Jean’s email came at exactly the moment that I was trying to make sense of similar feelings. I had a “date” with a man with whom I had shared an intensely sensual relationship 27 years ago, when I was 40 and he (get ready) was 23. We had enjoyed each other immensely, then both of us had gone on to other relationships, and he had moved many states away.

Suddenly we discovered that we would be in the same city last Saturday. With anticipation and fantasies abounding, we made arrangements to meet.
How lovely, I daydreamed. Here’s a smart, gentle, witty man from my past, who gloried in giving me pleasure, and we were always able to talk candidly. Surely the 27 years apart could be wiped out for an evening of sensual nostalgia, couldn’t it? I needed to rise from grief and rediscover my sensuality with a live person rather than with sex toys. This sweet man could be the one to take my hand and lead me there.

We met, we hugged, we talked excitedly about where our lives and loves had taken us in the past decades. But then… when the time came to kiss and discover… I couldn’t. I felt myself sinking into sadness. His kiss wasn’t Robert’s. His body type wasn’t Robert’s. I pulled away.

“I really hoped I would respond sexually to you,” I told him, “but I’m not.”

“I’m sorry,” he said, cradling my head against his chest.

“I even packed condoms and lubricant, and chose my underwear with care,” I added. He laughed with me at that last revelation. “But it’s just not happening. I still miss Robert so much.”

“Tell me about him,” he said, maybe the sweetest comment he could have made.

I am grateful to my friend for his understanding, although I didn’t know whether to laugh or cringe when I read “Nostalgia isn’t what it used to be” on his Facebook page early the next day. I decided to laugh and post the comment, “Here’s to nostalgia.”

So when Jean wrote to me just after my friend and I parted, I had to agree with her sentiment, “My head knows moving on is best, but my heart puts up a very good fight.”

4 Comments

  1. More about your Toy Diva on November 22, 2010 at 5:56 am

    What a thoughtful response to a heavy topic, Joan. So heartfelt and honest.

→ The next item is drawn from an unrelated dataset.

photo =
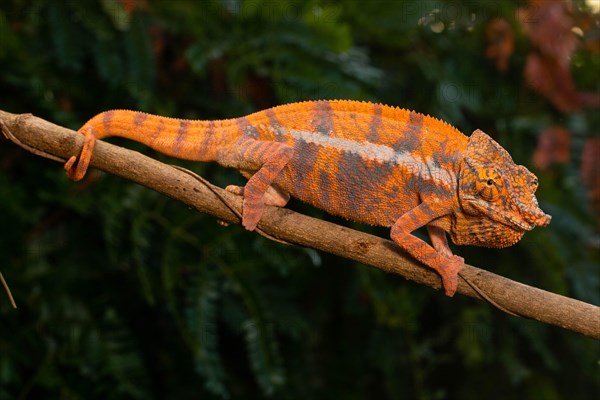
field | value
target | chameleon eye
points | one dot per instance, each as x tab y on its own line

    Maybe the timing is just not right for either of you. Time will tell. I am sure one day it will happen for both of you.

    I love the idea of living in separate homes, with benefits for ALL couples! LOL. The divorce rate would be much lower.

  2. David on November 19, 2010 at 7:21 pm

    This wistful piece made me think of my mother, who after a number of years of widowhood, finally chose to go out on a date with some man. She dated once and never again. She told me about it and said, "I don't need all of this."

    I understood. She was still with my dad and remained so the rest of her life. She lived to 88, 19 years after my dad's death. She married as a virgin at 31, and never had another sexual partner.

    Without anything pejorative intended, my immediate thought about this post was, "That's the price of serial, sexual exclusivity." My partner says, "The best way to get over a man is to get under another one." She is alluding to being a part of a community of sexual friends where, though her emotional rewards are not as they were with me, her primary partner, it would permit her continued contact with people she cared for and were safe for sexual outlet.

    Then again, sex means so many different things to so many individuals.

  3. Ron on November 19, 2010 at 5:36 pm

    A few months ago a 70yo widow "found" me on the Internet. I am 66. After getting to know each other on line and by phone she drove seven hours to visit me during the week. I had to work but we had the evenings. First thing we were making love. She was recently widowed and also just had a mastectomy. The lovemaking was wonderful. It was my first experience with a single breasted woman. I liked it – allowed me to focus and not switch back and forth. She was a wonderful lover but when I came home from work for lunch the next day she was gone. Left a note saying she had a bladder infection from our lovemaking. A few days later a man was moving in with her. I'm guessing I was sort of a test run before being romantic with a man she knew better. I'm grateful for the experience. No sure how to say this gracefully, but the feeling of her girl parts was that of my memories of young women in my youth. Very pleasing. My experience dating widows has been as the original post – much reluctance to become sexual particularly in "her" home where there are often shrines to the the late husband.

  4. Sue Katz on November 19, 2010 at 12:10 pm

    Your honesty – to yourself and to us – is a special form of magic, Joan. Thanks for your ability and willingness to be so naked in print, giving your grateful readers insight into the intersection of grief and sexuality.